Photos courtesy of Noble House and Flo Leung


Sima

4The chef: Barbode Soudi
The food: Multi-course meals with a Middle Eastern bent
The price: $300 per person, excluding wine pairings

After four years at Alo, former chef de cuisine Barbode Soudi started a roving supper club named after his mother. Unsurprisingly, the dishes have fine-dining swagger—they’re made with local ingredients, fancily plated, and centred around the cuisine of the Middle East and North Africa. It’s a welcome change for Soudi. “I’m used to being in the kitchen,” he says. “So it’s incredible to be able to interact with my guests.” His affairs kick off with mezze: dips (muhammara with stracciatella, beet labneh with preserved lemon) and flatbread cooked over coal on the spot. Afterward, guests dig into things like tandoori lobster skewers with koshihikari rice and truffle or duck breast with pomegranate molasses—a homage to Soudi’s mom’s fesenjan, an Iran­ian stew. Dinner ends with tea and baklava, with a to-go box of more for a sweet midnight snack.

Photos courtesy of Barbode Soudi


Raw By Nature Oyster Co.

5The chefs: Michael Dixon and sommelier Graidhne Lelieveld-Amiro
The food: Seafood spreads
The price: Starting at $750

Even the starter smorgasbord from these under-the-sea experts includes 100 oysters with all kinds of fancy frills, like fermented jalapeno hot sauce, yuzu cucumber jelly—and a dedicated shucker who spends the party busting out bivalves on request. From there, add-ons include a deeper dive into the ocean’s bounty: snow crab from Newfoundland, Nova Scotia lobster, BC spot prawns. Lelieveld-Amiro gets the party going with pairings that span Austrian rosés, Ontario craft beer and magnums of champagne. In summer, they take their briny business outside to docks and backyards. In chillier months, things get cozy when they set up in private foyers or by dining room fireplaces.

Photos courtesy of Michael Dixon and Graidhne Lelieveld-Amiro


Crushable Club

6The sommelier: Laura Milnes
The drinks: A selection of all-Canadian wines
The price: Starting at $139 per person

Ontario is ripe with viticulture, but visiting multiple wineries in a day is impractical—and someone’s got to be the designated driver.
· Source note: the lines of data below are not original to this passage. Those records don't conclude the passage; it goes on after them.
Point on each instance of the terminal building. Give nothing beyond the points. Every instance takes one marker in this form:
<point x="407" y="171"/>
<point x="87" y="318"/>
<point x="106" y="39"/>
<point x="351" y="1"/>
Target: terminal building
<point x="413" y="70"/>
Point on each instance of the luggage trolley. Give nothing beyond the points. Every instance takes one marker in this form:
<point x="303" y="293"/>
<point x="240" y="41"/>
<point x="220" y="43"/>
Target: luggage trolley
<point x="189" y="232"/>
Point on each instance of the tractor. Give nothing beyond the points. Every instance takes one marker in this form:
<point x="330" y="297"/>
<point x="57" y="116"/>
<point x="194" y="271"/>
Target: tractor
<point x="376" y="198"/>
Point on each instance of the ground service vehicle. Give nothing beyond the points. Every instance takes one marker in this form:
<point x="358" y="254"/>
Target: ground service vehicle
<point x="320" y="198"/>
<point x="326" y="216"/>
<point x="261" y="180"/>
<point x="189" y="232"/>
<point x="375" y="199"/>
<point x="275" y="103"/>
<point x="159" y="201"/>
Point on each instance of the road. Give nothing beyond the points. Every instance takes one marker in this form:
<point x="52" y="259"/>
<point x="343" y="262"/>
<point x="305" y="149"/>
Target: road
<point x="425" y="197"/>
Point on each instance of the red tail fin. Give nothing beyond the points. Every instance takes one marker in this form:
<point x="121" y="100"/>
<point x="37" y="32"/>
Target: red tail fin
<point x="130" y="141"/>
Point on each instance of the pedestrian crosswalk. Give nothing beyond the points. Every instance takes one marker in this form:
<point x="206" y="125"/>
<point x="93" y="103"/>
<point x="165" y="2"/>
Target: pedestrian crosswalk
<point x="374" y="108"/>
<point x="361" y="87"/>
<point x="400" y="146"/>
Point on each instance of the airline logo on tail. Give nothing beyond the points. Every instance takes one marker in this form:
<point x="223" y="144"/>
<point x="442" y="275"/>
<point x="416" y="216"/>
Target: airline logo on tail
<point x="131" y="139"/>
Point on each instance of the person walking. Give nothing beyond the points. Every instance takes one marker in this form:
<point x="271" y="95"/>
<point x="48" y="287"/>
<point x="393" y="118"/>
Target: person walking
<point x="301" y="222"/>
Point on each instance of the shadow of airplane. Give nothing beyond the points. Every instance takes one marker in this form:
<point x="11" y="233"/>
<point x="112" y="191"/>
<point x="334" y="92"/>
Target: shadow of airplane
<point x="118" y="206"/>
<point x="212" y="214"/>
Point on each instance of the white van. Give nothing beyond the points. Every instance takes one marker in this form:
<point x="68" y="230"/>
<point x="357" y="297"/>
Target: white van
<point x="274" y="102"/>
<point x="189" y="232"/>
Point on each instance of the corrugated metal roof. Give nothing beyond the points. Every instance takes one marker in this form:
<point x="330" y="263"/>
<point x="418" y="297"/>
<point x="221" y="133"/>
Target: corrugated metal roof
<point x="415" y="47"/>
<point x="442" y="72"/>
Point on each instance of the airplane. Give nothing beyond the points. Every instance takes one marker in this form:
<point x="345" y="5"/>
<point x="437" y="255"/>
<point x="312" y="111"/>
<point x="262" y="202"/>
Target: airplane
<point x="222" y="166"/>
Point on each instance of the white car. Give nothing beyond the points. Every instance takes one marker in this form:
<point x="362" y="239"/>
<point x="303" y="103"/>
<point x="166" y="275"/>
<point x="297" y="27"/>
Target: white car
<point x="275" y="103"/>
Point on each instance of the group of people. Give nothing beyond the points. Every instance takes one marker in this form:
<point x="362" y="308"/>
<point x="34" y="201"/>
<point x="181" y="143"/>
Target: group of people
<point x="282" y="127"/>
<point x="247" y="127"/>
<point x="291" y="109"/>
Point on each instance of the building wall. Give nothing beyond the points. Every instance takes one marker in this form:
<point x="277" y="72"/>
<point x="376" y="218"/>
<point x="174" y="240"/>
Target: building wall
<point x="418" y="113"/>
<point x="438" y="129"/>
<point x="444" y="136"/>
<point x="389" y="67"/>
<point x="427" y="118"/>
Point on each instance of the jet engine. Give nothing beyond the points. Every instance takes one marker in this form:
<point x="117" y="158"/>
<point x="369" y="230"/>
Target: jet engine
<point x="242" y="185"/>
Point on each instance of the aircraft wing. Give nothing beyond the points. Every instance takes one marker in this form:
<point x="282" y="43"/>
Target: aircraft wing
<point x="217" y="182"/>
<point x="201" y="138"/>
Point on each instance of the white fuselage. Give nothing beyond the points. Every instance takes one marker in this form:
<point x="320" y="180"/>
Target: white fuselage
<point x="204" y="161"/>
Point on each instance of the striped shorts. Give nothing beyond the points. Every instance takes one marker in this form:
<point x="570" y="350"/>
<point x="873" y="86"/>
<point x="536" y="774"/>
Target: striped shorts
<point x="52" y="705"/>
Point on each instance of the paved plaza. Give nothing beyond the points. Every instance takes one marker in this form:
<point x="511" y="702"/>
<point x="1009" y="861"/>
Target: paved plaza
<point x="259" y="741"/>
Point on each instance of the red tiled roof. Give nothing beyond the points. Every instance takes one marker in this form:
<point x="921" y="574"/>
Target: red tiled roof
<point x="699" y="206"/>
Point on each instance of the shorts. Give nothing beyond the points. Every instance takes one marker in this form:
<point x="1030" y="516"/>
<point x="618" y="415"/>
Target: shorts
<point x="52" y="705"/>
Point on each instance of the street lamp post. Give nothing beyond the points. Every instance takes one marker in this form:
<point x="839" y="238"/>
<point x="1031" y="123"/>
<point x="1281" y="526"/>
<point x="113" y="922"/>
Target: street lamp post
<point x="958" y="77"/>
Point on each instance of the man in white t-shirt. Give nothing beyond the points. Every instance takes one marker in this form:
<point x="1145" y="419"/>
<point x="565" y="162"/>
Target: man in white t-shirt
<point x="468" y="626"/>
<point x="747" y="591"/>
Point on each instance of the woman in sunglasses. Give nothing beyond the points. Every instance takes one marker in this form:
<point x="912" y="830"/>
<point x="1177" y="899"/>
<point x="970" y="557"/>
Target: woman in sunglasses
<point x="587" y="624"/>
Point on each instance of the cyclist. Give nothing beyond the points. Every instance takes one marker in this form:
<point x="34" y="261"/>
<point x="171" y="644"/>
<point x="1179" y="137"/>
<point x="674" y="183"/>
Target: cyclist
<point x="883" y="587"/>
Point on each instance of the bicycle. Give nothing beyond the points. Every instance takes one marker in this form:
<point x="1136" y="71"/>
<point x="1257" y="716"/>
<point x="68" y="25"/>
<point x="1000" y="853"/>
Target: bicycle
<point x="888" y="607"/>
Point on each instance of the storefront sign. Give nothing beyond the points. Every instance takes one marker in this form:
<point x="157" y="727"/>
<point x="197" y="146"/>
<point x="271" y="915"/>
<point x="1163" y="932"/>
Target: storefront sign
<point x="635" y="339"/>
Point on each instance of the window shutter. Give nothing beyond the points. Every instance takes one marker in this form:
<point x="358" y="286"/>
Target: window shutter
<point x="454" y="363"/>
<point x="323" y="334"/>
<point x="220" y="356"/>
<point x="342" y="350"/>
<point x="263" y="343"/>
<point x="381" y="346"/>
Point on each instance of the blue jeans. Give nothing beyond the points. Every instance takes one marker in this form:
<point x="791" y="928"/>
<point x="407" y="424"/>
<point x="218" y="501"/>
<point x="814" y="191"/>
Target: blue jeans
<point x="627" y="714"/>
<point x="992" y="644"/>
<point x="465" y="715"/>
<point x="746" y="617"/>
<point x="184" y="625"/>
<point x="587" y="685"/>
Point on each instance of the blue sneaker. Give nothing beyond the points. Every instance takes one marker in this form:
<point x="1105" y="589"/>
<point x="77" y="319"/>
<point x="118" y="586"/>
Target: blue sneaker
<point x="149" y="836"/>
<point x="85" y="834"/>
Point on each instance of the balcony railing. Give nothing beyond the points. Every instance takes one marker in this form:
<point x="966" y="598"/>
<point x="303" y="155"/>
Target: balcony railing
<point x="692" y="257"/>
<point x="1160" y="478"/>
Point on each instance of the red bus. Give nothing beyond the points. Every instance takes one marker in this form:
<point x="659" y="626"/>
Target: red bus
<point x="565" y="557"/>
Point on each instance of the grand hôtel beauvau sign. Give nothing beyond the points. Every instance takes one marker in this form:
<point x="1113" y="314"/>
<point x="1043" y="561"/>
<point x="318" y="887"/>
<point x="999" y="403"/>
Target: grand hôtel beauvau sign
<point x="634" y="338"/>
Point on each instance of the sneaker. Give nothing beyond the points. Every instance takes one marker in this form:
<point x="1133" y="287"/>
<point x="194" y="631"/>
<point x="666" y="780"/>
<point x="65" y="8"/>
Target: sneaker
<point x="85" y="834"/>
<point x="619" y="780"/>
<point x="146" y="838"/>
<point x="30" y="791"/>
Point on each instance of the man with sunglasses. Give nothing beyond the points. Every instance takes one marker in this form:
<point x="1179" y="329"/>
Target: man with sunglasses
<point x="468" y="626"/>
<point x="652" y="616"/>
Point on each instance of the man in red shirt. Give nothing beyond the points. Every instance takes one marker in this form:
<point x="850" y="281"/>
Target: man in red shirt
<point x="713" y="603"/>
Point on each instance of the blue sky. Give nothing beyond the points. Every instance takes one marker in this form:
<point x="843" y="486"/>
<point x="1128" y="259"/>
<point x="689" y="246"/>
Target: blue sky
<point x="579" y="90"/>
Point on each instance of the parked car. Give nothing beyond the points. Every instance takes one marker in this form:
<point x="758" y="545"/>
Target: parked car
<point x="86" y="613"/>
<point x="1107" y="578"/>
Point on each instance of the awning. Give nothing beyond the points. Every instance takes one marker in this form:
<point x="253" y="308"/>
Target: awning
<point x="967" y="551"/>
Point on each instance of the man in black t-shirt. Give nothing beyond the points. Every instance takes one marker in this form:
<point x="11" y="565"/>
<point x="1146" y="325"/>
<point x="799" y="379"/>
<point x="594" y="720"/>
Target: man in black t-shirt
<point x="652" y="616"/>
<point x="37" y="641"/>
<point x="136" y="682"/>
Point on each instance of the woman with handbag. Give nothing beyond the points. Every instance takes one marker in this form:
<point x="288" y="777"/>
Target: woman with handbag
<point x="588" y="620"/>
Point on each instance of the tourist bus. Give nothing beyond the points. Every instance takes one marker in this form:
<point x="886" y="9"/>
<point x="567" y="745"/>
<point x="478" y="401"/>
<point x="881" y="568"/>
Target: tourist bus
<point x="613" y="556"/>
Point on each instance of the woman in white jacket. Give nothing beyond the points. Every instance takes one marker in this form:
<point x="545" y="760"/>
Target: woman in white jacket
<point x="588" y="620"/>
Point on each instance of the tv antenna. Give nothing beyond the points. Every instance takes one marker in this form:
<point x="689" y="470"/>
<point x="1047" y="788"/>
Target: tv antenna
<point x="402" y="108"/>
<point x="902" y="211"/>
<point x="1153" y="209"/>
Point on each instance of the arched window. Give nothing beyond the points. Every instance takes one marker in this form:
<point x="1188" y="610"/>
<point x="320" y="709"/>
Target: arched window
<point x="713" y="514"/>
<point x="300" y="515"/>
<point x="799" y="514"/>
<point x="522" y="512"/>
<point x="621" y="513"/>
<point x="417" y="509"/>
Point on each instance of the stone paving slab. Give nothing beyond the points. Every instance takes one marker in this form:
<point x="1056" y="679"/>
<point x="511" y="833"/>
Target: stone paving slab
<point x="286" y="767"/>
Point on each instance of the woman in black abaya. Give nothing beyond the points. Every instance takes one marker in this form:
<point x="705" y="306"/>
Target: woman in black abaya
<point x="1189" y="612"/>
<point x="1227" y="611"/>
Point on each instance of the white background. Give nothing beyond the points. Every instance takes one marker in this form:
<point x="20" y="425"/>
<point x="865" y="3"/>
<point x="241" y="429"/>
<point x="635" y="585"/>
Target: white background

So Laura Milnes brings Canada’s breadth of bottles to her dining room, serving up cross-country flights. She focuses on wines—from Nova Scotia to Vancouver Island—that can’t be found in the LCBO. Parties of 10 or fewer take place in her downtown condo (with a stellar view of the CN Tower), but she’ll also visit clients for larger groups or corporate tastings. Snacks are a must, and Milnes pulls her food pairings from Ontario businesses. “Why would I put pineapple on a charcuterie board when it doesn’t grow here?” Pay a bit more and she’ll throw in some seafood, break out older vintages or dig into desserts and digestifs.